- Born: Winnipeg, Canada
- Education: University of Manitoba; Princeton University;
- Known for: spheromak, plasma jets, magnetic reconnection
- Scientific career
- Fields: Plasma Physics
- Workplaces: California Institute of Technology
- Doctoral advisor: Miklos Porkolab

= Paul M. Bellan =

Canadian-American plasma physicist

Paul Murray Bellan is a Canadian-American physicist. He is a professor of Applied Physics at Caltech, working in experimental plasma physics, magnetohydrodynamics, and laboratory astrophysics. He is the author of the textbook Fundamentals of Plasma Physics.

== Early life and education ==
Paul Bellan grew up in Winnipeg, Canada. He earned a Bachelor of Science with honors in 1970 from the University of Manitoba. He went on to pursue his graduate studies in plasma physics at Princeton University, where he married fellow physicist Josette Bellan. He earned his Master of Arts in 1972 and his Ph.D. in 1976. His doctoral research, under the guidance of Miklos Porkolab, focused on the generation and behavior of lower hybrid waves generated by periodic antennae.

== Career ==
Prof. Bellan has served as faculty of the department of Applied Physics and Materials Science at Caltech since 1977, initially working closely with physicist Roy W. Gould. He has mentored over 30 graduate students, and has taught an introductory course on plasma physics, based on which he authored the textbook Fundamentals of Plasma Physics.

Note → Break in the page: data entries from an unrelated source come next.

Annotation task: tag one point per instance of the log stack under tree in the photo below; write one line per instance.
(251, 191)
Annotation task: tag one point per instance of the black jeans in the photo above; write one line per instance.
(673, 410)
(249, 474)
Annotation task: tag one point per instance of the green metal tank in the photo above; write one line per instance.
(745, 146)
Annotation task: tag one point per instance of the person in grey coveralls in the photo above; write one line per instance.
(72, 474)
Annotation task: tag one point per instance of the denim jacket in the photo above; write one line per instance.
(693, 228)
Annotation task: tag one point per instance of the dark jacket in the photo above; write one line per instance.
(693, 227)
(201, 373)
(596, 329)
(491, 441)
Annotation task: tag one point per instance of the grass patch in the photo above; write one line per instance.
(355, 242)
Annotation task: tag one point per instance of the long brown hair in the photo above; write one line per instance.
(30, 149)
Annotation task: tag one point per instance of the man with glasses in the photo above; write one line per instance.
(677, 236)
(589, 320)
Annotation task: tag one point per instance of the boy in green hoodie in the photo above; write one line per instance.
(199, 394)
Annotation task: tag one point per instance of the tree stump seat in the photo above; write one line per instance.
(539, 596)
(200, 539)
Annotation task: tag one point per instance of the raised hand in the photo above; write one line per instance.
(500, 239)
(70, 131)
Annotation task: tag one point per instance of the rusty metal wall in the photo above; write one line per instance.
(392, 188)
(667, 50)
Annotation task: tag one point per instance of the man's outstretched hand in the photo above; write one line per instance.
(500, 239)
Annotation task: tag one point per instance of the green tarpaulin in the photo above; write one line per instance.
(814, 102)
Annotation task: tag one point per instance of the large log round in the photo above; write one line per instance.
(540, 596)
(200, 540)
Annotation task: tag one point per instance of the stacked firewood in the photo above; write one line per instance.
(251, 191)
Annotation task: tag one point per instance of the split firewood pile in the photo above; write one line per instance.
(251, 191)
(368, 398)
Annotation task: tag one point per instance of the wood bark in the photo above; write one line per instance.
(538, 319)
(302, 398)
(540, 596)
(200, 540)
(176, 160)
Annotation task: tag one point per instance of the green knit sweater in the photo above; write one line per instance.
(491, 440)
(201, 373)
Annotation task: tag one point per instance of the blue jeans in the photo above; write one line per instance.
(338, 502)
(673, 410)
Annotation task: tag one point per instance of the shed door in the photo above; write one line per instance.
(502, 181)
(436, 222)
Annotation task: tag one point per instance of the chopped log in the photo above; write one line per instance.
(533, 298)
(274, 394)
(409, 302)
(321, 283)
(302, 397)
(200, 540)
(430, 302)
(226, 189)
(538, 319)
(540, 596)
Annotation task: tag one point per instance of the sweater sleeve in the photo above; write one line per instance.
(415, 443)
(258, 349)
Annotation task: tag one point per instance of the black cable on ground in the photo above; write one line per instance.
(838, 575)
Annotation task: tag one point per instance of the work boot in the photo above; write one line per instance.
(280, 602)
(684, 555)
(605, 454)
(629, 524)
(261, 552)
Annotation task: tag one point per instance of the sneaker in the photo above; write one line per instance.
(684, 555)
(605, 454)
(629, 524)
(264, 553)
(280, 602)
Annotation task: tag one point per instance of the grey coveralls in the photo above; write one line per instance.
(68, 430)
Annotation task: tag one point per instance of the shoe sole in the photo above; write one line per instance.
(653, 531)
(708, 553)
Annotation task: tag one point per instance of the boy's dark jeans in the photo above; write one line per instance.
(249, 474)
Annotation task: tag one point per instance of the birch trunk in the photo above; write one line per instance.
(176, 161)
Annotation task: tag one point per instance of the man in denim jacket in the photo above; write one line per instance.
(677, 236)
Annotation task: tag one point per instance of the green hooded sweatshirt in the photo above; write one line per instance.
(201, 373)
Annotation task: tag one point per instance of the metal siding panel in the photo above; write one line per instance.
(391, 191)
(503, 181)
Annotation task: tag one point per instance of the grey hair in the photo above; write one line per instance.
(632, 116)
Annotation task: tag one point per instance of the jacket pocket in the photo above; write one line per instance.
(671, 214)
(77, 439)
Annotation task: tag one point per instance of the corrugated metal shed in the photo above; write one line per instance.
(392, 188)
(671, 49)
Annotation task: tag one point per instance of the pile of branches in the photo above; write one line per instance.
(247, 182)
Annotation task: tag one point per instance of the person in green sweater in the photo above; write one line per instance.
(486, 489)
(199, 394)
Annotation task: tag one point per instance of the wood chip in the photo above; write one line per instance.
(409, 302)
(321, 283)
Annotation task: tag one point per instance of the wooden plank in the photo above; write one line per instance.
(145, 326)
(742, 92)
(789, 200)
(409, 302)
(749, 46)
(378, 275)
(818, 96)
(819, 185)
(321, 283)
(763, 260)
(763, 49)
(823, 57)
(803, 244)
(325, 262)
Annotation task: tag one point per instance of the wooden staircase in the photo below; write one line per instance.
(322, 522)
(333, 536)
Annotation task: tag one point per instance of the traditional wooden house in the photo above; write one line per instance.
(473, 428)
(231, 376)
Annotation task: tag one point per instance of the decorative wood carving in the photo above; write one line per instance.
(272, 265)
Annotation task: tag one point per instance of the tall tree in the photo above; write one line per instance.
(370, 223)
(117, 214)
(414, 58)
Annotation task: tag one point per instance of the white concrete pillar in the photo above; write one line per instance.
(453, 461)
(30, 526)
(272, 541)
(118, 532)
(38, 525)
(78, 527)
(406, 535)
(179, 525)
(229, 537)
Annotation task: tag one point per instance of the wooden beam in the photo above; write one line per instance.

Bellan’s research focuses on plasma physics through laboratory experiments, analytical models, and numerical simulations. He has contributed to plasma self-organization through Taylor state relaxation, especially in Spheromak formation, pioneering experimental work on Spheromak injection for noninductive Tokamak ramp-up. He has authored two graduate-level books on Spheromaks and Magnetic helicity. He has also contributed to plasma laboratory astrophysics, performing experiments that model astrophysical jets, generation of nanoflares by solar coronal loops, and dusty plasma phenomena in noctilucent clouds and protoplanetary disks.

Bellan was elected a Fellow of the American Physical Society (APS) in 1991, and was awarded the Writing Award from the American Astronomical Society in 2001 for his article on solar prominences.